İki yıl süreyle devam eden OHAL uygulaması aracılığıyla hukuk ve temel insan hakları askıya alınmış ve bu iki yıllık süre içinde adeta seçimlere OHAL koşulları altında girilmiştir.
Yargıya güvenin yüzde 20’lere düştüğü, Meclis yanı sıra yargının da iktidara bağlandığı bu günlerde Türkiye bir hukuk devleti olmaktan giderek uzaklaşmaktadır.

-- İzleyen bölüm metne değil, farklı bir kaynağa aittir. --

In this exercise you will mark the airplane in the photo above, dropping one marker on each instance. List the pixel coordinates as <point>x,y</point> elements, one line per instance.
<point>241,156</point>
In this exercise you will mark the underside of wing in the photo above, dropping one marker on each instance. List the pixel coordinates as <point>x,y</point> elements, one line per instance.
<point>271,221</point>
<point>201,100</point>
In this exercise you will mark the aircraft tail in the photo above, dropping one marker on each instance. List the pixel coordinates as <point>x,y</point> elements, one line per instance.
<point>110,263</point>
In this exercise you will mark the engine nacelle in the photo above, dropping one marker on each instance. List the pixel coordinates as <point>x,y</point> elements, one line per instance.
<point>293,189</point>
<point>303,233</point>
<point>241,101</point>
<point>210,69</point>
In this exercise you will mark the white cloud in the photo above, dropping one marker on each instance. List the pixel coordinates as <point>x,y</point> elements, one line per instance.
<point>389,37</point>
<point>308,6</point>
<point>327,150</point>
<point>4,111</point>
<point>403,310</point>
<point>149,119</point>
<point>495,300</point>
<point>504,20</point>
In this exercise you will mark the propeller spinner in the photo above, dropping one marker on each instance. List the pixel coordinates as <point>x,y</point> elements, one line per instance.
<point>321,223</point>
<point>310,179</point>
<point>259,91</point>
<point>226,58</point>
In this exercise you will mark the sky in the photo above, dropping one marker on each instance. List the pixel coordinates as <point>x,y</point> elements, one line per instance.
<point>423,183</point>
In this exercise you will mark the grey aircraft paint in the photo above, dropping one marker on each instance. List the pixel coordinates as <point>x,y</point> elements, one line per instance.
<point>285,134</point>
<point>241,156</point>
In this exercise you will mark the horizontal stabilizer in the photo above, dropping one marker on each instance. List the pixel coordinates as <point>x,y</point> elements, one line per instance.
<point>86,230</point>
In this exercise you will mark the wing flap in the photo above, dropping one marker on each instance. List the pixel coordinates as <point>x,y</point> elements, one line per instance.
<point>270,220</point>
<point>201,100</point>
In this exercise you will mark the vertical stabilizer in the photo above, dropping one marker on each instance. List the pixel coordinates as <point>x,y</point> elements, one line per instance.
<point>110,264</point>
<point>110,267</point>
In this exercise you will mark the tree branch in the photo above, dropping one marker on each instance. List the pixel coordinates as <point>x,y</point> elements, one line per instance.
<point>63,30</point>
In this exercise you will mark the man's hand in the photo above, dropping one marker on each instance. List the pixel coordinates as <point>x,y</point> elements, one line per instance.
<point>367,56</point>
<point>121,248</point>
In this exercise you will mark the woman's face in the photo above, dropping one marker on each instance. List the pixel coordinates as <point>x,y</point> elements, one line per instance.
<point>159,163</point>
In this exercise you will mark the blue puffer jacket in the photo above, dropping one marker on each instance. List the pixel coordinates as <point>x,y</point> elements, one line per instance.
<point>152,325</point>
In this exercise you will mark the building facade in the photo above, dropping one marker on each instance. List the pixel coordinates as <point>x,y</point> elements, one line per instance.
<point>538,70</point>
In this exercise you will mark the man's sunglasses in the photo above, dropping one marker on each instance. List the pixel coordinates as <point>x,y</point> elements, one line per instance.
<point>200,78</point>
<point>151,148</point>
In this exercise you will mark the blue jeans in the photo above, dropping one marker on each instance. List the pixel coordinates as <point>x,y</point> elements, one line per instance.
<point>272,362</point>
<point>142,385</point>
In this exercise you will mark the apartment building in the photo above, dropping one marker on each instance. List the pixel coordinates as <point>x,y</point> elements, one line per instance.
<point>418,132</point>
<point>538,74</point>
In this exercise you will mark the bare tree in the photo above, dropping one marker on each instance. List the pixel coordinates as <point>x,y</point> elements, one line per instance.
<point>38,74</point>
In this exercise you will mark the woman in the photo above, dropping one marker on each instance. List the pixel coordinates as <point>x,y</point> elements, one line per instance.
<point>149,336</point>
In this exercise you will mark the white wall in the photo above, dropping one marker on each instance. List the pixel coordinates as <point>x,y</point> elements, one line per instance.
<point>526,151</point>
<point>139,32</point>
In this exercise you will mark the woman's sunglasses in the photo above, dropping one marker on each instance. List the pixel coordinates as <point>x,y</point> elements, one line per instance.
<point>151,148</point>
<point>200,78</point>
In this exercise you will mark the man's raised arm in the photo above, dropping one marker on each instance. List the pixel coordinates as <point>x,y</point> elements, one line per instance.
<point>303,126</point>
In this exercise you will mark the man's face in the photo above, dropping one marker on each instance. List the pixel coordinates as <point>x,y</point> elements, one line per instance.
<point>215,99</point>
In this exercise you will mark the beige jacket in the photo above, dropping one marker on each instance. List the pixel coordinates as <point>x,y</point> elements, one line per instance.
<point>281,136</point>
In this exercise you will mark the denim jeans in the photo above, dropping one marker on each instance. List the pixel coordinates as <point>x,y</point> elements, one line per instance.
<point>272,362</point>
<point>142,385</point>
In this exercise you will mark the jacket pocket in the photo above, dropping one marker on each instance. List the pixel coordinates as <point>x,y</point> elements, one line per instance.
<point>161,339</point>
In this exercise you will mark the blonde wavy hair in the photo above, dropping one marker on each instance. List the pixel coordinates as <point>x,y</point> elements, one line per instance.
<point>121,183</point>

Bunun bir göstergesi olan kanun hükmünde kararnamelerle insanların temel hak ve hürriyetlerini kısıtlamaktadır. Çıkarılan KHK’lar ile ihraç edilen yaklaşık 100 binin üzerinde kişi bulunmaktadır. Bu insanların bir kısmı somut delil olmaksızın şüphe gibi öznel yargılarla, Bir kısmı sosyal medya paylaşımları nedeniyle, bir kısmı sadece hükümete muhalif insanlar olmaları nedeniyle ihraç edilmişlerdir. Üstelik bu ihraçlara karşı etkin bir itiraz yolu da açılmayarak hukuk kat be kat çiğnenmiştir.
OHAL kapsamında bugüne kadar yayımlanan 32 KHK ile 125 bin 800 kamu görevlisi meslekten ihraç edilmiştir. Soruşturmalar kapsamında şu ana kadar 446 bin kişi hakkında işlem yapıldı. Halen 100 bin 661 soruşturma, 48 bin 390 dava bulunmaktadır.
OHAL İşlemleri İnceleme Komisyonu adı altında kurulan komisyon bir yılı aşkın bir süredir yapılan 125 bin ihracı incelemekteyse de şu ana kadar daha 50 bin dosyayı bile görmüş değildir.
Adeta bir onay makamı gibi çalışan komisyon, inceleme için bir zamanla da sınırlandırılmış değildir. Ne yazık ki dosyaların tamamının incelenip mahkemeye gitmesi için öngörülen süre beş yıldır. Cezai soruşturmaya uğrayan mağdurların yüzde 46’sı hakkında henüz iddianame bile düzenlenmiş değildir. Önümüzdeki beş yıl boyunca, ihraç edilmiş 100 bin kişinin, henüz suçlu olup olmadıkları bile belirsizken ve henüz suçluyu belirleyecek bir ölçüt adil bir şekilde ortaya konulmamışken, Meclis İnsan Haklarını İnceleme Komisyonunun raporuna göre, cezaevlerinde 743'u annesiyle kalan bebekler olmak üzere toplam 3 bin çocuk varken, doğum yaptığı gün ceza evine konulan anneler varken, komisyon ve mahkeme kararıyla beraat etmelerine rağmen binlerce kişi halen görevlerine iade edilmemekte; beraat alan insanların yaşamlarını nasıl idame ettirecekleri ise bilinmemektedir.
Bunca insanın hukuki, ekonomik ve sosyal haklardan mahrum bırakılmaları, pasaportlarını kullanamadan, bir işe girip çalışamadan, toplumdan dışlanarak yaşamaları beklenmektedir.
Ülkemizde normalleştirilmek istenen, ‘önce cezalandırıp sonra gerekçe bulma’ uygulamasının artık son bulması gerekmektedir. Şayet bir hukuk devleti olabilmek istiyorsak artık OHAL uygulamasına son verildiği gibi OHAL aracılığıyla işlenen insan hakları ihlallerini, hukuksuzluğu ve her türlü yanlış uygulamayı da sonlandırmak zorundayız.
Binlerce yılın bilgeliği bize şunu öğretti ki; adalet devletin temeli ve özüdür. Adaletten ve hukuktan saptığımız ölçüde kendimizi bir belirsizliğe ve karanlığa mahkûm ediyoruz demektir.
Saadet Partisi olarak buradan ifade etmek isteriz ki bizler; adaletin ve haklının yanında olmaya devam edeceğiz. Her nerede bir mazlum varsa -dili, rengi ve inancı ne olursa olsun- biz orada saf tutacağız.
İktidar sahiplerine açık çağrımızı tekraren yinelemekte fayda görüyoruz; Devlet küfür ile ayakta durur ama zulüm ile ayakta duramaz.”